Durante todo el siglo XVIII la ciencia estuvo dominada por las teorías de la mecánica clásica; un hombre –objeto de este breve artículo- puso su sello definitivo a la época. Es bien conocido el dictado de A. Pope: «La naturaleza y sus leyes estaban en la oscuridad: Dios dijo ‘que sea Newton’, y se hizo la luz».
Newton concebía el tiempo fluyendo en una línea continua en todas partes. Incluso si no hubiese materia, habría un entorno de espacio y el tiempo fluiría “a través” de él. El entorno espacial absoluto de Newton estaba lleno de “éter”, a través del cual fluían las ondas de luz.
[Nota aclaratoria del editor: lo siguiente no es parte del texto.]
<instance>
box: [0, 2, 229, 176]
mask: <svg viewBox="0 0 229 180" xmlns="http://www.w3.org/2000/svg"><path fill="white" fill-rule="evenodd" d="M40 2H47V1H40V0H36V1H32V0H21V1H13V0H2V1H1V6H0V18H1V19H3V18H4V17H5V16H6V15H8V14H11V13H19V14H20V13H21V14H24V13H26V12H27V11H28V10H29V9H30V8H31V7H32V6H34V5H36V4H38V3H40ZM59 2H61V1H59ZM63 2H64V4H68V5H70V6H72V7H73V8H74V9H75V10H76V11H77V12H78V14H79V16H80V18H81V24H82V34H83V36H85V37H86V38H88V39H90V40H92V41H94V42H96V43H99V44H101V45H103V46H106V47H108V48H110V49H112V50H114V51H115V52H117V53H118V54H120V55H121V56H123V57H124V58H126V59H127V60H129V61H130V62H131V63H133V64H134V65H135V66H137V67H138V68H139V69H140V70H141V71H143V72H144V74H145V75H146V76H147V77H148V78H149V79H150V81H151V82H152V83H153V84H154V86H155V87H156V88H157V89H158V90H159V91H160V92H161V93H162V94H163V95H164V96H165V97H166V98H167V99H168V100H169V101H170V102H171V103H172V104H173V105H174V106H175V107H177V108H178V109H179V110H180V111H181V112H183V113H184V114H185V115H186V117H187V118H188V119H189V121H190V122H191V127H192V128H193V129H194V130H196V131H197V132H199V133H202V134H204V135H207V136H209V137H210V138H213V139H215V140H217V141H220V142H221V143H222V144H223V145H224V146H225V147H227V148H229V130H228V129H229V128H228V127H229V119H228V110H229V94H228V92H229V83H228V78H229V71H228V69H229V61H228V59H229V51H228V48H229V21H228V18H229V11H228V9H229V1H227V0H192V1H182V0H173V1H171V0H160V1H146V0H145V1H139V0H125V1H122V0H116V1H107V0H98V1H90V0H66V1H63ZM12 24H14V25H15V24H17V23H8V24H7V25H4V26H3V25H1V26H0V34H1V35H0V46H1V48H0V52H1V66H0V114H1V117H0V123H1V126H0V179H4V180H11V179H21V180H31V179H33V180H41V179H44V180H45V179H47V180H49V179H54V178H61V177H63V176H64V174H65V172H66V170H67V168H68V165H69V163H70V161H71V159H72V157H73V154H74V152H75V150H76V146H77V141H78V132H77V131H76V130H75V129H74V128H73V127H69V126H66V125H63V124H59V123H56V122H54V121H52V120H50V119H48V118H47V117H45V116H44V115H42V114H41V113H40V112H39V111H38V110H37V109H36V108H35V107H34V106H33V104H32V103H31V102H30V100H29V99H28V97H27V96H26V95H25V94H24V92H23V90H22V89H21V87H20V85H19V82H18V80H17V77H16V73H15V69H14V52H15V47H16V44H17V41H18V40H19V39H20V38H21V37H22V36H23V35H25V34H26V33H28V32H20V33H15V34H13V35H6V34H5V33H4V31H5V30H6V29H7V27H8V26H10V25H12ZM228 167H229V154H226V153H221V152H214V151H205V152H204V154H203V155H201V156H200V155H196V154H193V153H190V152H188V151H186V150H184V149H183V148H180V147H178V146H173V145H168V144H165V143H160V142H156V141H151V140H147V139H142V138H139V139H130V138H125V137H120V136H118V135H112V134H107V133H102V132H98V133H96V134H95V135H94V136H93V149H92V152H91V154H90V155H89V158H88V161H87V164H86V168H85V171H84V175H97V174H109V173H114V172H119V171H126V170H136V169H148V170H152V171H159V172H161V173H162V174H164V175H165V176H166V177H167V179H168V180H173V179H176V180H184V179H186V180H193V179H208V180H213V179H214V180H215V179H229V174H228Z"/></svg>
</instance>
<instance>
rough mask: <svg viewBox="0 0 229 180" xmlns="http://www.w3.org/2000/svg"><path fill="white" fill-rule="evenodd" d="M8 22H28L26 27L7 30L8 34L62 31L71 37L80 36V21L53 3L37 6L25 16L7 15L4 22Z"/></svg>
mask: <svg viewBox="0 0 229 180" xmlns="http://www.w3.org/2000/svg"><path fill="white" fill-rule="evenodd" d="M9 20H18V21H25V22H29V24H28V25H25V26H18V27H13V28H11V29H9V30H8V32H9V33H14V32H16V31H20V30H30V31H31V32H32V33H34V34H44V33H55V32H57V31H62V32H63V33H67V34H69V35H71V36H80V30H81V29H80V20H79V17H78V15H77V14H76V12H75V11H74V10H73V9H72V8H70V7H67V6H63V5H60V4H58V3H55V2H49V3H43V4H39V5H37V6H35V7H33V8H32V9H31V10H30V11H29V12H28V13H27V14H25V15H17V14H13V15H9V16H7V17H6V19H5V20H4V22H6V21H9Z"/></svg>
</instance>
Newton defendía que el tiempo era como un inmenso contenedor dentro del que todo existía y cambiaba (de ahí que, en Newton, las cosas se dan en el tiempo).
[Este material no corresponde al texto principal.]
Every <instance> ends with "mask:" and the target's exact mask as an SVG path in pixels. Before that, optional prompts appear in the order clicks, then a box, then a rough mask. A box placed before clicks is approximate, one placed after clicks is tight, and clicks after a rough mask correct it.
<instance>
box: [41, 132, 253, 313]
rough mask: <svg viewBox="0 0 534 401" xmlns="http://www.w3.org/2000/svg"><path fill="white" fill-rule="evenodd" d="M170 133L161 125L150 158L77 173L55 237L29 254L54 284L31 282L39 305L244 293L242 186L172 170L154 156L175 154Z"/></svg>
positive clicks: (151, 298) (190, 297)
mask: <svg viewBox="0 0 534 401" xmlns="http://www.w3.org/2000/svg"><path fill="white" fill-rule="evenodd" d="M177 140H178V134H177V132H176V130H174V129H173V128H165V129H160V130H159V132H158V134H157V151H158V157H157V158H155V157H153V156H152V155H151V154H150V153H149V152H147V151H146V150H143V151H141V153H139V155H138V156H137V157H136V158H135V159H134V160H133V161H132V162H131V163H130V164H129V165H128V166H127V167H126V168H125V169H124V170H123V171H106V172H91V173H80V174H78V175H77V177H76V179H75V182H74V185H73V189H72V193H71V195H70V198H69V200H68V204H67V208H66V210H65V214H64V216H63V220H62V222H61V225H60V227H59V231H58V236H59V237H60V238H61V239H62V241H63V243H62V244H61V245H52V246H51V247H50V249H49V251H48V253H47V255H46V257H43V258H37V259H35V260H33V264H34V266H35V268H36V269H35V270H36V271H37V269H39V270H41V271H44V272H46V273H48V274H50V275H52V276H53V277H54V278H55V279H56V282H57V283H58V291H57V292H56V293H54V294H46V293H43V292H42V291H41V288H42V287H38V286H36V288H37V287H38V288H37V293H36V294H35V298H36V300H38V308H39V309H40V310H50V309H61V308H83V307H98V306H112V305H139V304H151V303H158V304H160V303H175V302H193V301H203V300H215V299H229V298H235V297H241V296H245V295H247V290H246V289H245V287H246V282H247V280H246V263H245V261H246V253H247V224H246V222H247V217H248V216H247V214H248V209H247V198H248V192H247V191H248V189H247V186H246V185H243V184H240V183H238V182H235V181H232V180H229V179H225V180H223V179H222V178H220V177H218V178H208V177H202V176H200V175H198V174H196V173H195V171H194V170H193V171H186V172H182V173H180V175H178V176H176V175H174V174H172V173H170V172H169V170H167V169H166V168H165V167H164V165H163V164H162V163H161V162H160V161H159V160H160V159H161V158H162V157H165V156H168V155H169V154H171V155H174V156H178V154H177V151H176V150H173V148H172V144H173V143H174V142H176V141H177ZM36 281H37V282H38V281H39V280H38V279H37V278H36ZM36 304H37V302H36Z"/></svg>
Las teorías mecanicistas que dominaron la ciencia durante dos siglos después de Newton fueron seriamente desafiadas en el campo de la biología por los descubrimientos revolucionarios de Charles Darwin. Su teoría de la evolución (de)mostró que la vida podía originarse y desarrollarse sin necesidad de intervención divina, es decir, sobre la base de las sabias leyes de la naturaleza. A finales del siglo XIX, L. Boltzmann ponía en juego la idea de “la flecha del tiempo” en su segunda ley de la termodinámica. Esta imagen – a mi modo de ver sorprendente- ya no presenta el tiempo como un ciclo sin fin, sino como una flecha, como un vector, que se mueve en una sola dirección. Tal teoría asume que el tiempo es real y que el universo se halla en un proceso de cambio continuo, como hace un par de milenios expresaba Heráclito (¡un filósofo!, de esa gente que no sirve…).
Casi medio siglo antes de los trabajos de Darwin, Hegel se había anticipado no sólo a aquél, sino también a muchos otros descubrimientos de la ciencia moderna. Desafiando decididamente las afirmaciones de la mecánica newtoniana que dominaba por aquel entonces, Hegel adelantó una visión dinámica del mundo, basada en los procesos y en el cambio a través de contradicciones. Las brillantes anticipaciones de Heráclito fueron transformadas por Hegel en un sistema completamente elaborado de pensamiento dialéctico.
La grandeza de Einstein fue ir más allá de estas abstracciones y revelar su carácter relativo. Sin embargo, el aspecto relativo del tiempo no era nuevo. Hegel ya lo había analizado profundamente en su Fenomenología del espíritu, donde explica el contenido relativo de palabras como “aquí” y “ahora”.
Leer a Newton es un placer intelectual y literario, tanto por la estructura de sus escritos como por el contenido que allí se trata; sin embargo, la lectura no siempre se hace fácil, teniendo que volver y revolver sobre epígrafes anteriores para entender algún otro que estaba mucho más adelante. Además, expresarse en términos de Newton –aún siendo términos actuales- no es tarea sencilla y mucho menos baladí, pues jugar con sus palabras es hacerlo con profundos pensamientos -que quizá se me escapan de las manos.
Aún así, el “inmiscuirse” en aquellos genios del pasado es y será un gran placer para los que –todavía- creemos en el poder de la Ciencia y Filosofía como configuradoras del pensamiento del hombre en la Historia.